“Les animaux ne choisissent pas d’aller à la guerre”
J’ai toujours été attiré par les animaux. Lorsque je me suis tourné vers l’histoire, une question s’est imposée à moi : pourquoi ne pas m’intéresser à la leur ? On savait déjà beaucoup de choses sur la manière dont les sociétés humaines les percevaient, les représentaient, les utilisaient. Mais sur les animaux eux-mêmes, sur leur expérience propre, presque rien. J’ai voulu combler ce vide, raconter ce que les bêtes avaient traversé (et traversent encore), du point de vue de leur vécu.
Mon approche croise ainsi l’histoire et l’éthologie. Il ne s’agit pas de plaquer nos représentations humaines sur des espèces qui nous sont fondamentalement étrangères, mais d’adopter ce que j’appelle un anthropomorphisme de questionnement et tenter, avec rigueur et prudence, de se mettre à leur place. De restituer leur perception, leur ressenti. Mon objectif est de montrer que les animaux ont des cultures, qu’ils sont, eux aussi, acteurs de leur histoire.

Colombier militaire français. Les pigeons étaient indispensables aux transmissions en 1914-1918, et le resteront lors de la Seconde Guerre mondiale. © Jean-Léon Nicéphore / Musée de la Grande Guerre, Meaux.
30 millions d'ennemis ?
Les animaux ont tenu un rôle crucial dans les guerres humaines : les chevaux sans qui il n’y aurait pas de grands empires, les pigeons qu’on utilisait déjà dans l’Antiquité et qui ont encore joué un rôle important durant la Seconde guerre mondiale, au point même que certains furent décorés. Il y a aussi les éléphants – durant l’Antiquité mais aussi en Inde au XVIIIe siècle – et les dauphins, testés par les Russes et les Américains.

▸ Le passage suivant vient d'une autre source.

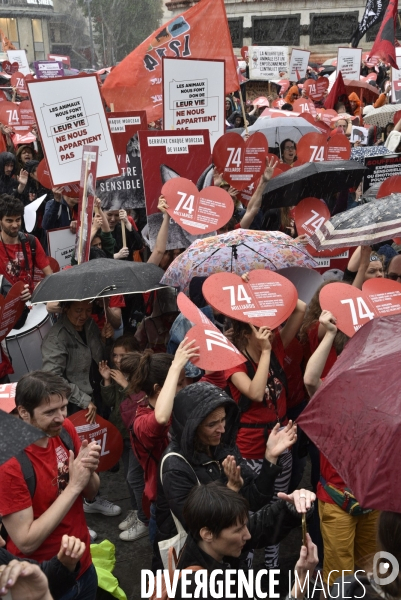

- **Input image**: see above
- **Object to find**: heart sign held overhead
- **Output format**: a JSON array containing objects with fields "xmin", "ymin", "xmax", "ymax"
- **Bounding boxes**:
[
  {"xmin": 376, "ymin": 175, "xmax": 401, "ymax": 198},
  {"xmin": 177, "ymin": 293, "xmax": 246, "ymax": 371},
  {"xmin": 296, "ymin": 132, "xmax": 351, "ymax": 164},
  {"xmin": 212, "ymin": 132, "xmax": 268, "ymax": 191},
  {"xmin": 161, "ymin": 177, "xmax": 234, "ymax": 236},
  {"xmin": 319, "ymin": 279, "xmax": 401, "ymax": 338},
  {"xmin": 0, "ymin": 281, "xmax": 26, "ymax": 342},
  {"xmin": 294, "ymin": 197, "xmax": 349, "ymax": 258},
  {"xmin": 203, "ymin": 270, "xmax": 298, "ymax": 329},
  {"xmin": 304, "ymin": 77, "xmax": 329, "ymax": 101},
  {"xmin": 10, "ymin": 72, "xmax": 28, "ymax": 97},
  {"xmin": 2, "ymin": 61, "xmax": 19, "ymax": 75},
  {"xmin": 293, "ymin": 98, "xmax": 317, "ymax": 117},
  {"xmin": 68, "ymin": 412, "xmax": 123, "ymax": 472}
]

Mais les premiers animaux à entrer dans le sillage des guerres humaines sont les chiens, domestiqués entre 15000 et 30000 ans avant notre ère. Les preuves tangibles de leur usage militaire remontent à l’Antiquité: chiens de garde, d’alerte, mais aussi de combat – moins pour blesser que pour désorganiser l’adversaire par la peur. Avec la généralisation des armes à feu au XVIe siècle, les chiens deviennent obsolètes sur les champs de bataille. Leur retour s’effectue au tournant du XXe siècle, à grande échelle. En 1914-1918, ils sont mobilisés comme auxiliaires sanitaires, éclaireurs, messagers. On les retrouve en 1939-1945, notamment dans les troupes américaines du Pacifique, chargés de détecter les embuscades japonaises dans la jungle.